# Twin cam/DOCH



## SHIFTVAX (Jan 15, 2006)

What is the difference if any between twin cam and DOCH?


----------



## martinskeet (Oct 11, 2005)

SHIFTVAX said:


> What is the difference if any between twin cam and DOCH?


its dohc and im pretty sure its the same....twin cam = Dual OverHead Cam


----------



## psuLemon (Apr 23, 2003)

martinskeet said:


> its dohc and im pretty sure its the same....twin cam = Dual OverHead Cam


Saturn is the only one i know that says twin cam (means two cams), but they are the same exact thing. I dont believe they make cars with two cams that aren't dual overhead cams. 
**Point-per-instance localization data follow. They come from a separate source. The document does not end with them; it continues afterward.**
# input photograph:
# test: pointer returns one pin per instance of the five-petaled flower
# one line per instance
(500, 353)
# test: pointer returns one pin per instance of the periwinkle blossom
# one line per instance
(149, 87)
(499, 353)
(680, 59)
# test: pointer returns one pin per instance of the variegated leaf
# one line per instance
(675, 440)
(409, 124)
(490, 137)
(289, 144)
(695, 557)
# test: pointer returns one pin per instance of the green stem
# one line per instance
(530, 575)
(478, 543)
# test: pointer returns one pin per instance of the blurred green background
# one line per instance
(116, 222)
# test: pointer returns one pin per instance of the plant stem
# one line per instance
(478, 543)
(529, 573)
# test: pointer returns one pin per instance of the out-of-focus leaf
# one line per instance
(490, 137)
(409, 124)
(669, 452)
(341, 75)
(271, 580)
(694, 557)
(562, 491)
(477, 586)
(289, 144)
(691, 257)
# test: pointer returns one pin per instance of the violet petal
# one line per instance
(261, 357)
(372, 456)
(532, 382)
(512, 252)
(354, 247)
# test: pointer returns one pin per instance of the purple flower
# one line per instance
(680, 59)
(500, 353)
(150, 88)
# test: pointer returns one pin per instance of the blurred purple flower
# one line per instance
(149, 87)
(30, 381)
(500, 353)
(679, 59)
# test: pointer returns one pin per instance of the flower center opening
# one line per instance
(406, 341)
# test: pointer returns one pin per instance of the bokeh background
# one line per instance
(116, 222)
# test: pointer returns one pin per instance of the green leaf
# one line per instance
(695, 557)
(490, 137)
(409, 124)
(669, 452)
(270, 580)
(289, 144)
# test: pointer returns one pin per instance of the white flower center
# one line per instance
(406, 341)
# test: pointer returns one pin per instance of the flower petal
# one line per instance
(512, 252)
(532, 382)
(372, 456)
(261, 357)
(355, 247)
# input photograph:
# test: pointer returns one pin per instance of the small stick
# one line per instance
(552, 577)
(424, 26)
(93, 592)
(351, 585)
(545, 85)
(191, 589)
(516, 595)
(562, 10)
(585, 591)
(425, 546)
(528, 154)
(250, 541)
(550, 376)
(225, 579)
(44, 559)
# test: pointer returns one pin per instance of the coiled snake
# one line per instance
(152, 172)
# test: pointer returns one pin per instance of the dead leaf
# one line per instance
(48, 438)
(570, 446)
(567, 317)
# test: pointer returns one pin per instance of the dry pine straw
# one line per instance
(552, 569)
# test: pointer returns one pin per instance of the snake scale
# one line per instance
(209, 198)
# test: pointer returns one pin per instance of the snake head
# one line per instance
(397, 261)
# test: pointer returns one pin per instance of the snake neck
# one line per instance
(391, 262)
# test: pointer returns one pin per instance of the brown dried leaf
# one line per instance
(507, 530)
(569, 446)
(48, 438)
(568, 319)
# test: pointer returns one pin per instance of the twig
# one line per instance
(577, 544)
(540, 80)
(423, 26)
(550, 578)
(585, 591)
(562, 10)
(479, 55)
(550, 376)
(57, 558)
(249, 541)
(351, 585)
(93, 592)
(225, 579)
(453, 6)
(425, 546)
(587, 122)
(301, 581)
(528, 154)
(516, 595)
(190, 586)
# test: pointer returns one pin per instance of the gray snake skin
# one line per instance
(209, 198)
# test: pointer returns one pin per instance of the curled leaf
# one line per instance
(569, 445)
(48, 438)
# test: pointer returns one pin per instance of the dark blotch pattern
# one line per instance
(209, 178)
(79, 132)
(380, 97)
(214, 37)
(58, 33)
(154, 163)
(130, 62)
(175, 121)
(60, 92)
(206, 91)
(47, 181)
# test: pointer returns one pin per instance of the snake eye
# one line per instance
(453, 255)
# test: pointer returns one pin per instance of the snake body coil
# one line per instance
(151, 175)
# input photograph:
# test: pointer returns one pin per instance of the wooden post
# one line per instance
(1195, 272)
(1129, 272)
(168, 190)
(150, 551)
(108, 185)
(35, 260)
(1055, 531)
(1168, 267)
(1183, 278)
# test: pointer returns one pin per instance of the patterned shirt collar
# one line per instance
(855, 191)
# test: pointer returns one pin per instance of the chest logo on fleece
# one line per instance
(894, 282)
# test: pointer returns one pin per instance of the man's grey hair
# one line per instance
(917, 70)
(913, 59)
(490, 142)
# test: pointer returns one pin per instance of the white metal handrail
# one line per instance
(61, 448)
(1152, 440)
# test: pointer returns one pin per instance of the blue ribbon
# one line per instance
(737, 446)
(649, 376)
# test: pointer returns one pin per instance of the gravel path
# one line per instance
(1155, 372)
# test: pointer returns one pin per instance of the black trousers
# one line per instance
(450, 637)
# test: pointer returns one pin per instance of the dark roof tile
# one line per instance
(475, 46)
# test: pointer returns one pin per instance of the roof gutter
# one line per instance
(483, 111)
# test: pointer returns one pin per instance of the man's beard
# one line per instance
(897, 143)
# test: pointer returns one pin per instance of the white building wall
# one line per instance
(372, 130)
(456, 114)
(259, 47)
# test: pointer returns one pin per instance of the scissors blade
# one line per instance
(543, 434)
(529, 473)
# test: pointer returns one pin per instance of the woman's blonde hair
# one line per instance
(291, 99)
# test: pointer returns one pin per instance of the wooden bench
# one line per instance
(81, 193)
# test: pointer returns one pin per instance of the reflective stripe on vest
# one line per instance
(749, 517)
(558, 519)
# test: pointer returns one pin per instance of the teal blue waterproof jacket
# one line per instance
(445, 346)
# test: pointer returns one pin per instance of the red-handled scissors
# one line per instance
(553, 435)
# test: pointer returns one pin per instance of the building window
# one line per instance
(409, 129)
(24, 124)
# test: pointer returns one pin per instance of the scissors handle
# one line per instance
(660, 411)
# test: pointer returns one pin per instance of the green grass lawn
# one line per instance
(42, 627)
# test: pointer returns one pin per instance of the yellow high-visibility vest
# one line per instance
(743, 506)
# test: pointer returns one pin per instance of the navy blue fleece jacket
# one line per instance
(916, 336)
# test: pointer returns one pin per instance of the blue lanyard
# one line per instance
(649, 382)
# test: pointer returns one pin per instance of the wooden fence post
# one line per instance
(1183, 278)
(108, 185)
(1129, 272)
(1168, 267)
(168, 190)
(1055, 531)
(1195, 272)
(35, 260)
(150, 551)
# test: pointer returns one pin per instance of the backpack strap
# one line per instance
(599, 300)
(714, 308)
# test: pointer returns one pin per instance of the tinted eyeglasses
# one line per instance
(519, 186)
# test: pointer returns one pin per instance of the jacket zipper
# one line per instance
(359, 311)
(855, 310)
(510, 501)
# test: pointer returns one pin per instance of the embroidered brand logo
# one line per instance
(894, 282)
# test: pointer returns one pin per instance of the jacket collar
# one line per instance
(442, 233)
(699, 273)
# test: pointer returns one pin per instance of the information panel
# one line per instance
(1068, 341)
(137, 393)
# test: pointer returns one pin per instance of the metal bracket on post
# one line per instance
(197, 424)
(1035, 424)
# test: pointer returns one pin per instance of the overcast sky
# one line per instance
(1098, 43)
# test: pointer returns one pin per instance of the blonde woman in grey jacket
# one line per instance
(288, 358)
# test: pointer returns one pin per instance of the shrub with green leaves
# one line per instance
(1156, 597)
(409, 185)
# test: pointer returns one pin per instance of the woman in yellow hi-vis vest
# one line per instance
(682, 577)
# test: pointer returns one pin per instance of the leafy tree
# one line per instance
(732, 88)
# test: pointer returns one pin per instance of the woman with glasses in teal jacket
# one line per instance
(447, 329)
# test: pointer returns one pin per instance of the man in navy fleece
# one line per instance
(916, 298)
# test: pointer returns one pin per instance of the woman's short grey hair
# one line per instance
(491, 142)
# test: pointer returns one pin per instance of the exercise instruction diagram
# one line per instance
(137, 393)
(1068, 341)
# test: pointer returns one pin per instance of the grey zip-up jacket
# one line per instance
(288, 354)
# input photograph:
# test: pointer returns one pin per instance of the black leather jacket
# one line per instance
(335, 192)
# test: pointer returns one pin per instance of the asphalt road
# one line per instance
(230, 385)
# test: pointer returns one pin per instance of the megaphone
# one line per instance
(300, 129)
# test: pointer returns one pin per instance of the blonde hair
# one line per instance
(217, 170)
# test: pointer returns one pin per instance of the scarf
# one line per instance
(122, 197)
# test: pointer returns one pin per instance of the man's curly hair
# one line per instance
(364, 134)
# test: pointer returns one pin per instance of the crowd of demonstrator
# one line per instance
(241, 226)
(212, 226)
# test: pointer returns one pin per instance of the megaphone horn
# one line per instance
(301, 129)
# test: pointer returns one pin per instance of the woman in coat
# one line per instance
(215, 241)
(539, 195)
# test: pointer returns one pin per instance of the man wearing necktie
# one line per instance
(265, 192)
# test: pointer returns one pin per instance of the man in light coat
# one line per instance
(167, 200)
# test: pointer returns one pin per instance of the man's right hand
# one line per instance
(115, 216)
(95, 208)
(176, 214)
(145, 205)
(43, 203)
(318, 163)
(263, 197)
conclusion^what he said, same exact thing,


----------



## skeeter149 (Jul 4, 2002)

same thing it has a individual intake and exhaust cam, the other variation i have seen can be single overhead cam, sohc and wrx have four. 2 intake, 2 exhaust. i know there are more but thats what i remember. dual is good for tuning because each cam can be selected indivually to meet the need. sohc you got one and can not mix match. :hal:


----------



## BeyondBiscuits2 (Jan 18, 2006)

DOHC is notorious for Hondas... since they proudly display DOHC V-TEC. Nissan tends to refer to their engines as "Twin-Cam"... at least their valve covers tend to say twin cam rather than DOHC... but it is the same thing.


----------